Fra Bartolommeo and the Vision of Saint Bernard: An Examination of Savonarolan Influence
By Stephanie Tadlock
Master’s Thesis: University of Maryland, 2005
Abstract: Fra Bartolommeo was considered one of the finest High Renaissance painters from the late fifteenth-century to the beginning of the twentieth-century, but there has been a void in recent scholarship regarding his contributions to the period. A staunch supporter of Savonarola, his works are largely religious in nature. Following the taking of his vows, it is believed that Fra Bartolommeo intended to permanently retire from painting.
The Vision of Saint Bernard was the first painting executed by Fra Bartolommeo after his four-year retirement. At first glance, it is a typical depiction of a theme popular in Florence during the late fifteenth and early sixteenth-centuries.
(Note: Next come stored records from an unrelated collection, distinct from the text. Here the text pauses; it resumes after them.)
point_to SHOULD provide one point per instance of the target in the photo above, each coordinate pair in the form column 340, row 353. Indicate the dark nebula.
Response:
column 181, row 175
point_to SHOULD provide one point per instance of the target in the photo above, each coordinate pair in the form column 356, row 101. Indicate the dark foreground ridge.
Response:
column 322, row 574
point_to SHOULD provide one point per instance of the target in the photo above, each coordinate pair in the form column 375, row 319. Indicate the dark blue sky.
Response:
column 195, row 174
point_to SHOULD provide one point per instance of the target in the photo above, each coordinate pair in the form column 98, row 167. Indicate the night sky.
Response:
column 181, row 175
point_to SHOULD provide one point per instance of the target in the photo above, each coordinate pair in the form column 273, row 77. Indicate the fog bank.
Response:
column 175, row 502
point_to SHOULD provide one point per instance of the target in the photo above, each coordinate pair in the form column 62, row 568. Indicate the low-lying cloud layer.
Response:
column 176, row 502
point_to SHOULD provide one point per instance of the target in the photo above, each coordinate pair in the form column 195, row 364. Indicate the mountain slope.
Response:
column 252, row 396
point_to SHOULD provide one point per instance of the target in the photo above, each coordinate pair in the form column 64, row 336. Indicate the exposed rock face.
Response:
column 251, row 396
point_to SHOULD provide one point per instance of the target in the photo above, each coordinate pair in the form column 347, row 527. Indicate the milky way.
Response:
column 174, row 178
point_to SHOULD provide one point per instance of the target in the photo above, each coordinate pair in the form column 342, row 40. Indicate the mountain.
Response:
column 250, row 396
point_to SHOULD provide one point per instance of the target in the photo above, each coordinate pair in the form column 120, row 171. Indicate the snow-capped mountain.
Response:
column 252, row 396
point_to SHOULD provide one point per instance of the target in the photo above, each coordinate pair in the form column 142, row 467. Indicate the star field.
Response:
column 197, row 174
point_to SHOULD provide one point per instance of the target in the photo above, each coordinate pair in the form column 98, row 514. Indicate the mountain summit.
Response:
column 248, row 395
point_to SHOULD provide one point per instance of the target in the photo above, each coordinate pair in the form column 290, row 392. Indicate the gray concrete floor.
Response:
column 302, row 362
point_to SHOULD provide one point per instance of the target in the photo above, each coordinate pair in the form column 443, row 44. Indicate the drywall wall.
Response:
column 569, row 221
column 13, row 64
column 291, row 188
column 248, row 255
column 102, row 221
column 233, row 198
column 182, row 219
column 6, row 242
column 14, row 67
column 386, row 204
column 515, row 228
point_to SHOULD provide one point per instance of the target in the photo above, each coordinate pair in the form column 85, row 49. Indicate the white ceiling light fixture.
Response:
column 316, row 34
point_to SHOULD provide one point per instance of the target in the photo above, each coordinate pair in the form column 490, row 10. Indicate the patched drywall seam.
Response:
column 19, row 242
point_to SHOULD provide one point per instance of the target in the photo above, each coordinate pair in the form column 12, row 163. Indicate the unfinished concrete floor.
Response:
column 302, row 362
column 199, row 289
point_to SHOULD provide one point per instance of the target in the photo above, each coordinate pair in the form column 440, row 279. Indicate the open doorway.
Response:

However, a reading of this image in connection with Fra Bartolommeo’s mentor Savonarola, suggests the friar decided to return to his former vocation in order to promulgate Savonarolan ideas.
Introduction: Fra Bartolommeo was regarded as one of the most important artists of the High Renaissance from the late fifteenth-century to the beginning of the twentieth-century, rivaling the reputation of contemporaries like Raphael. The nineteenth-century English poet Walter Savage Landor said he would give 1000 English pounds for Raphael’s Transfiguration but ten times that amount for Fra Bartolommeo’s St. Mark, testifying to the status of the friar at the time. However, interest in Fra Bartolommeo has waned since the early twentieth-century.